Changes in DNS?



  • Have there been changes in the DNS code recently?
    This weekend I started getting severe connectino problems. After some investigations I found out the problem isn't related to a specific internet link (I use 4 different providers right now). After some more investigations it looked like some dns requests don't get answered. I think restarting the dns service sometimes helped.
    I tried different snapshots and always had the same problems. even snapshots.pfsense.org wasn't found once.
    Manually setting a different DNS (not pfsense) helped…
    Now I went back to the oldest snapshot online (17th) and it looks as if the problem weren't there in that version.



  • Hm, I found something now
    (going back to an older snapshot didn't really help, I just forgot to delete the manually configured dns from my system…)

    I had the option 'Allow DNS server list to be overridden by DHCP/PPP on WAN' active and at least one of the DNS in that list wasn't working. So probably that's what caused the problems.

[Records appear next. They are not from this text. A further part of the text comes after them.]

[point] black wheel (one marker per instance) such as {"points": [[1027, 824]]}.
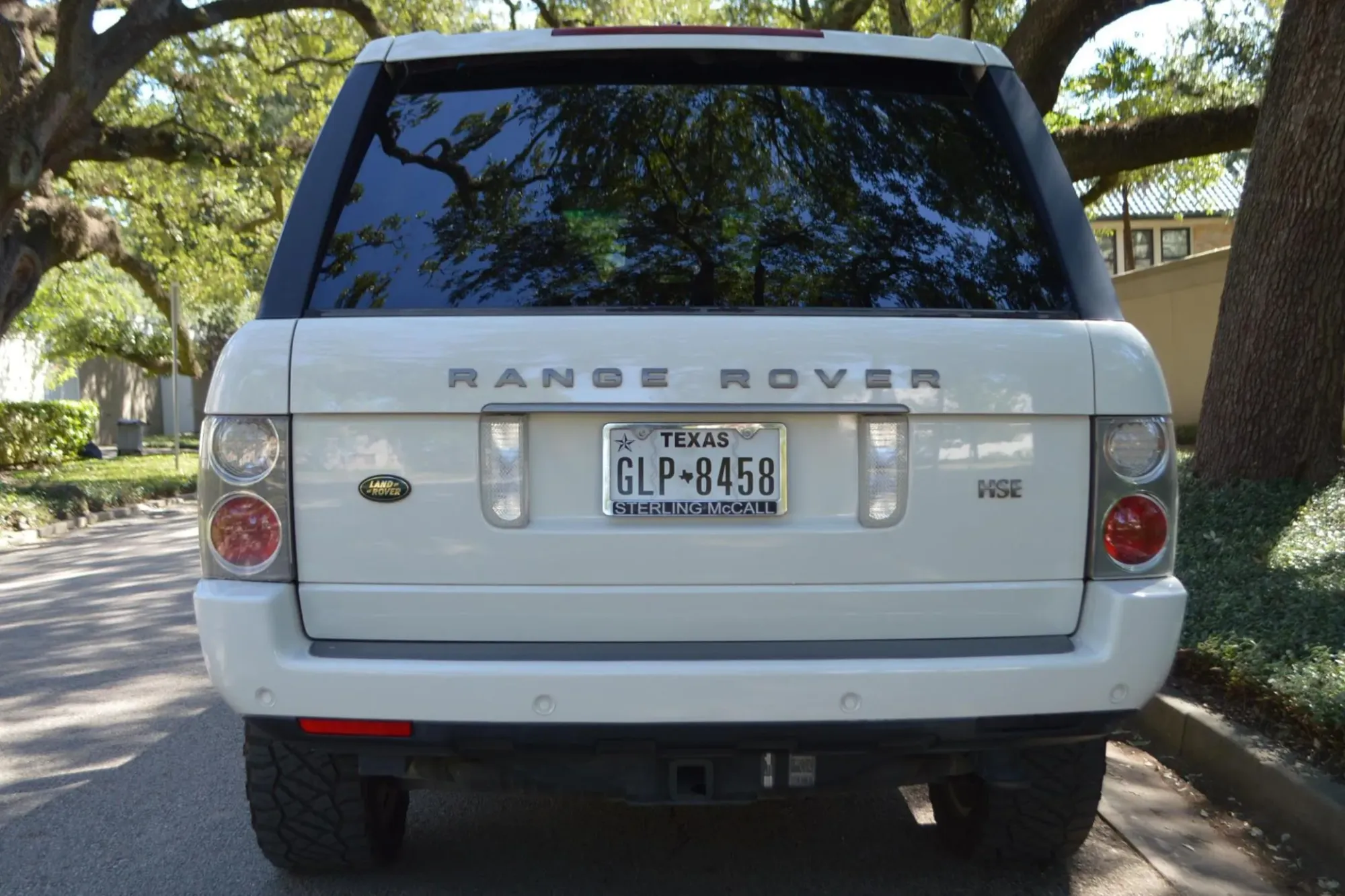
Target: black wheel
{"points": [[314, 813], [1043, 822]]}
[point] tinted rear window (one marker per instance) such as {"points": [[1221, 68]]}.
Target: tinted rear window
{"points": [[673, 185]]}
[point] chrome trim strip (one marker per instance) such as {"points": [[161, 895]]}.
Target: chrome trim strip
{"points": [[687, 408], [692, 651]]}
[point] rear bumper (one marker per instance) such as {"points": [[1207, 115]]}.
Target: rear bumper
{"points": [[263, 663]]}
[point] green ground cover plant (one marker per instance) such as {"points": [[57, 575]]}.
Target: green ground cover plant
{"points": [[36, 497], [1265, 563], [45, 432]]}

But then, the forwarder code doesn't seem to be very robust, when one non working server out of 8 causes severe problems…


  • Rebel Alliance Global Moderator

    Would depend on how that 1 wasn't working.. And were you sending to all, or had you enabled sequential?

    Query DNS servers sequentially
    If this option is set, pfSense DNS Forwarder (dnsmasq) will query the DNS servers sequentially in the order specified (System - General Setup - DNS Servers), rather than all at once in parallel.

    If your asking all of them, and this 1 bad one answers with nxdomain - and it comes in first, guess what..  Your out of luck, or if it answers first with wrong info, etc.  But if it does not answer then NO it would not have any effect on anything other then pfsense sending out extra packets it doesn't need too.

    Now if you were using sequential queries and it was first on the list, then sure your clients on the other side of pfsense might get some timeouts and not resolve stuff because pfsense was wasting time asking something that is either really slow or does not answer (you said it was bad)

    Your lack of understanding of how dns works, or the forwarder works does not mean its not robust ;)

    A better option vs bouncing around snapshots when you thought there might be something wrong with dns, would of been to actually troubleshoot why you were getting dns issues.  " looked like some dns requests don't get answered."  Why were they not getting answered - did you think to see if pfsense was sending out the queries, and where they getting answered via a simple sniff?  Or just manually doing the queries via say nslookup or dig with either debug or +trace set to see what is happening in the query, etc.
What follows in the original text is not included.